Many people wonder what happens to compost piles in the winter. Your backyard compost pile will likely freeze and wait until spring to resume decomposition. However, this is not true for large-scale composting. Material at the SMSC Organics Recycling Facility composts right through the winter, even during the coldest and snowiest days Minnesota has to offer. Food waste and yard waste arrive at the SMSC Organics Recycling Facility year-round. Luckily, our staff have several strategies they use to continue composting material even when the temperatures drop.

The biggest factor that helps compost piles generate and retain heat is the size of the pile. Since the SMSC Organics Recycling Facility composts in large windrows, these piles keep their heat very well. Our windrows are usually 10 feet tall, but in the winter we may make them slightly larger to retain more heat. Generally, the outer few inches of the compost pile will freeze and form a frozen crust over the pile. However, the inside of the pile stays very well-insulated. We routinely see temperatures in the piles between 130°F and 160°F throughout the winter.

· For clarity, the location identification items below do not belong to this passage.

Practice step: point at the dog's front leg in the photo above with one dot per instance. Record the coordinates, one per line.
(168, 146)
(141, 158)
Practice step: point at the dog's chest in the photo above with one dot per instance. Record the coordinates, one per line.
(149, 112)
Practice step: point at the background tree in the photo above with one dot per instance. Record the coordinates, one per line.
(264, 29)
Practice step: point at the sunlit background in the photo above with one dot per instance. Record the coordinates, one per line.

Another way we help the windrows retain heat in the winter is by adjusting the compost recipe. We can lower the compost recipe’s carbon (C) to nitrogen (N) ratio, which makes the pile generate more heat. In the summer, we aim for a C:N ratio of around 30, and in the winter, it is closer to 25. For example, a C:N ratio of 25 means there is 25 times more carbon present than nitrogen. We can also limit the amount of bulking agent we add to the pile. Larger pieces of wood are mixed into the compost recipes to create air spaces and allow airflow. If we limit this bulking agent and allow less airflow, the pile will retain more heat.

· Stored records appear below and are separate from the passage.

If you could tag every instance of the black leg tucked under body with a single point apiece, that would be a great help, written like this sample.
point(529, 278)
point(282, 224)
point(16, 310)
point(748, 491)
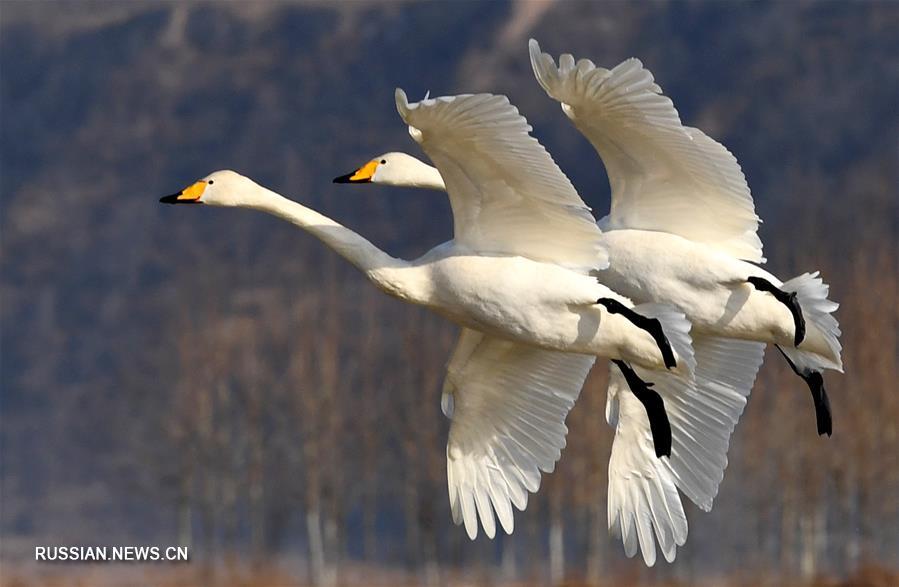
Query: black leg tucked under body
point(786, 298)
point(650, 325)
point(655, 409)
point(815, 382)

The cold weather also means we need to be strategic about turning. Turning is necessary year-round, but it releases a lot of heat from the piles. For this reason, turning will be avoided on the coldest winter days. After turning, the windrows cool down significantly. It takes about 24 hours for the piles to heat back up to their original temperatures. When we turn during the winter, you will likely see a large plume of steam coming from the SMSC Organics Recycling Facility.

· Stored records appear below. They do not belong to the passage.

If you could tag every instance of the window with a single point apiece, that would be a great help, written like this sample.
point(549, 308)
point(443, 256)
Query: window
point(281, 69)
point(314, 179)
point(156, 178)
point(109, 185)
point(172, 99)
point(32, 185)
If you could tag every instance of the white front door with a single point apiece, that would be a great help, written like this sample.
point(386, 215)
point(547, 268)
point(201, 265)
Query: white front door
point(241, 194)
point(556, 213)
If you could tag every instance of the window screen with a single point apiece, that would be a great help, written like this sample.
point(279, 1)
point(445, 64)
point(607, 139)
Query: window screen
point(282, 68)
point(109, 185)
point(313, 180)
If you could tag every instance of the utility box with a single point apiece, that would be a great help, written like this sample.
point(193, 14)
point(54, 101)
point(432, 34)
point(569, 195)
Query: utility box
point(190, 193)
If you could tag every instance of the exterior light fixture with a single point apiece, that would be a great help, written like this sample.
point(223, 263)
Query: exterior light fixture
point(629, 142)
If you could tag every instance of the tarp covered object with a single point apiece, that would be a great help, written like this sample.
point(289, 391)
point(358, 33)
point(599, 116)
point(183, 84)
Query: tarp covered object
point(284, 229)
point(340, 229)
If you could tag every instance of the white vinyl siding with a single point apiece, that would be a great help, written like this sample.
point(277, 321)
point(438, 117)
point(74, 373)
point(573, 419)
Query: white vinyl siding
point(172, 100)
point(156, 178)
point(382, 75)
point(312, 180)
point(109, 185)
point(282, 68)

An additional challenge in winter is the moisture content in the windrows. For optimal composting, the windrows need to be at about 50% moisture. However, we can’t water the windrows in the winter because the lines would freeze. Instead, we have to wait for snow. When it snows, we will purposely put piles of snow on top of the windrows. The heat from the rows will melt the snow, and the melting snow soaks into the pile.

In spite of a few challenges associated with winter composting, the staff here at the SMSC Organics Recycling Facility staff have plenty of tricks up our sleeves to handle any type of cold weather that comes our way. Happy composting!